Disasters in the First World by Olivia Clare

Disasters in the First World by Olivia Clare

Author:Olivia Clare
Language: eng
Format: epub
Publisher: Grove Atlantic
Published: 2017-06-05T18:04:35+00:00


Pittsburgh in Copenhagen

There was a great tenderness to the sadness when he would go there. She knew how much he loved his wife. They were like casualties helping each other as they waited for the end. She cooked their dinner at the stove, her blonde, bent head reflected, like an abstract sun, in a stainless steel pan on a hook.

On the table, delftware bowls of eggplant and sausage. Cricket on the English-language station on the radio. She didn’t like to talk at dinner—her English could be difficult. He brought out lemon and onion and folded the paper napkins the way she liked. She insisted on serving him. Or, if not casualties, they were thieves, taking these afternoons and evenings for themselves, their appetites, gathering up the few coins that had spilled in the act.

He got up from the table to get the child, her son, who’d woken and started to call. Beneath the mobile of rotating planets and stars at the foot of the crib, he found the child on its stomach, trying to hold up its head, its neck stretched like that of a straining tortoise—it could not make itself go where it wanted. In the crib was a small machine, simulating sounds of the ocean. You strange island, thought the man. Little life.

At the table, he held the child facing forward in his lap, so that it leaned toward its mother and the half-finished dinner into which she’d put so much effort. The man offered her a sip of beer, and she refused. There was something withheld about her now, eating very little very quickly. He supposed he liked to watch her eat; she almost revealed herself that way. One-handed, he tore a chunk from the top of his buttered bread and rolled it in a dense small ball between his fingers and offered this to the child—it was crying again, twisting its torso, coaxing itself into a fit.

“Give him to me,” she said.

“It’s all right.” The man tried to comfort the child, rubbing its heel between his fingers.
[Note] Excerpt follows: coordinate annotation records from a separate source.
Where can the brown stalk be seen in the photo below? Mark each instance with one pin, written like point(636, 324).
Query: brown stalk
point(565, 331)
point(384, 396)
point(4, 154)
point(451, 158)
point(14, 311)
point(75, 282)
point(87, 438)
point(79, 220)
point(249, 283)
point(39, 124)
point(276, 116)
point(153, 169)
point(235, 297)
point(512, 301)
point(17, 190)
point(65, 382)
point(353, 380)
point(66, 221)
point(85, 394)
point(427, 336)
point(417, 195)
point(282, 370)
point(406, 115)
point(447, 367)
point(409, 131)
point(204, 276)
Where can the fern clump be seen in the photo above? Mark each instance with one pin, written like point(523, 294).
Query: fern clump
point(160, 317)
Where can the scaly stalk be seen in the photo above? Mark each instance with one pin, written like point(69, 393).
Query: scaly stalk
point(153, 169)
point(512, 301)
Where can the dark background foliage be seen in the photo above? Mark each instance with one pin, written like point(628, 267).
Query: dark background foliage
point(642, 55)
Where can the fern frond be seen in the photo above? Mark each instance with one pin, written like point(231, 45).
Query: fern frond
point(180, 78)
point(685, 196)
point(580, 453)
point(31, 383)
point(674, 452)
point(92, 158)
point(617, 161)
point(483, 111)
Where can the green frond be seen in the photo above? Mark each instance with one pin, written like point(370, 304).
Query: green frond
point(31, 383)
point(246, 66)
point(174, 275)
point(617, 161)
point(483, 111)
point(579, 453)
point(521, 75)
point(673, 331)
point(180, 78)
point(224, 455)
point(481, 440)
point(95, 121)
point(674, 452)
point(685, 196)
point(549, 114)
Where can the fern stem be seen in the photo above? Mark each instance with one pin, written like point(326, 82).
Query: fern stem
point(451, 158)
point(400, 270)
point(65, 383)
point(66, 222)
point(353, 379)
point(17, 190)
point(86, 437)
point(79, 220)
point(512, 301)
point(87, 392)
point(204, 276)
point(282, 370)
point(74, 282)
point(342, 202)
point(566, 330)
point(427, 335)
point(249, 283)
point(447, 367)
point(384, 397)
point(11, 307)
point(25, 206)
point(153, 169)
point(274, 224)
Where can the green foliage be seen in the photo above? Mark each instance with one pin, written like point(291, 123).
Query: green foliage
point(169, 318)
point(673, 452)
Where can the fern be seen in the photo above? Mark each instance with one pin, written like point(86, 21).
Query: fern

A plain smoothness.

“I can take him.” She held out her arms.

“Just eat,” he said. “Relax.”

But she said she was finished and scraped flecks of salt and garlic off the table with the edge of her hand into her napkin. He felt his beard for crumbs and decided to tell a lie—that this had been his favorite meal. Maybe what she gave away to him was in her face, in the particular immobile expression that asked him to spend the night when she already knew he would. What she knew of his wife in America was all he’d told her—married fifteen years, almost.

The child had now screamed for what seemed like a minute, as if without taking a breath. The man turned it around in his lap. He held it by its fragile chest.

“Are you ready?” He pushed back his chair.

He threw the child up, nearly two feet above the tabletop, then caught the child. Very easy. It had stopped crying somewhere on the way down.